There's really not much to do up there. I have family that lives in that area and I don't know how they do it.

If you want to know how rural it is...there is at least 1 underground nuke silo in Ellenburg (retired in the 50s or 60s).


----------



## Guest (Nov 24, 2006)

Hello Everyone.

I came to this website by reading this post in your forum off a web search through CNN.com. I have become a member of your site initally because I wanted to post a reply to this thread. About me...I am a weapons training officer for the NYS Dept. of Corrections. I have been working for the department for 25 years. As well as being the range officer, I do all the inservice training. (Busy year round). The reason I am posting here is that I have known and been friends with Ron Donah for over 30 years. He was an officer for our department for 24 years and would have been eligle to retire next spring. He was a fine officer and great fellow, and his tragic death was a shock to everyone that worked with, and called him a friend. Ron raised and trained beagles as a hobby. The reason he had the deer was to use them to break rabbit dogs from scenting and running deer. Which is illegal in NY. These deer became his pets. He loved them like his own children. I wanted to make folks here aware of Ron. And who he was. I buried my friend last friday. The turn out for his funeral was nothing short of magnificant. At least 5 different law enforcement agencies were there to stand as color and honor guard. Ron will be surely missed. Thanks for everyone for taking the time to read this post.


----------



## Gil (Jun 15, 1998)

CurtisC said:


> Hello Everyone.
> 
> I came to this website by reading this post in your forum off a web search through CNN.com. I have become a member of your site initally because I wanted to post a reply to this thread. About me...I am a weapons training officer for the NYS Dept. of Corrections. I have been working for the department for 25 years. As well as being the range officer, I do all the inservice training. (Busy year round). The reason I am posting here is that I have known and been friends with Ron Donah for over 30 years. He was an officer for our department for 24 years and would have been eligle to retire next spring. He was a fine officer and great fellow, and his tragic death was a shock to everyone that worked with, and called him a friend. Ron raised and trained beagles as a hobby. The reason he had the deer was to use them to break rabbit dogs from scenting and running deer. Which is illegal in NY. These deer became his pets. He loved them like his own children. I wanted to make folks here aware of Ron. And who he was. I buried my friend last friday. The turn out for his funeral was nothing short of magnificant. At least 5 different law enforcement agencies were there to stand as color and honor guard. Ron will be surely missed. Thanks for everyone for taking the time to read this post.

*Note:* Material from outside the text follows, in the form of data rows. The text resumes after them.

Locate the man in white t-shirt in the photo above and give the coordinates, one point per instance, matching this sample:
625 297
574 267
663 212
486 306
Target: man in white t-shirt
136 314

Thanks Curtis for the insight, sorry for the loss of your friend.


----------



## justanotherparatrooper (Aug 27, 2006)

Sorry for your loss brother


----------



## Cinderella (Jun 17, 2005)

Sorry Curtis for the loss of your friend


----------



## 4ransom (Mar 1, 2006)

Tough break man, my condolences.


----------



## mikey742 (Mar 4, 2005)

Sorry for your loss


----------



## kwflatbed (Dec 29, 2004)

Prayers for all of the friends and family


----------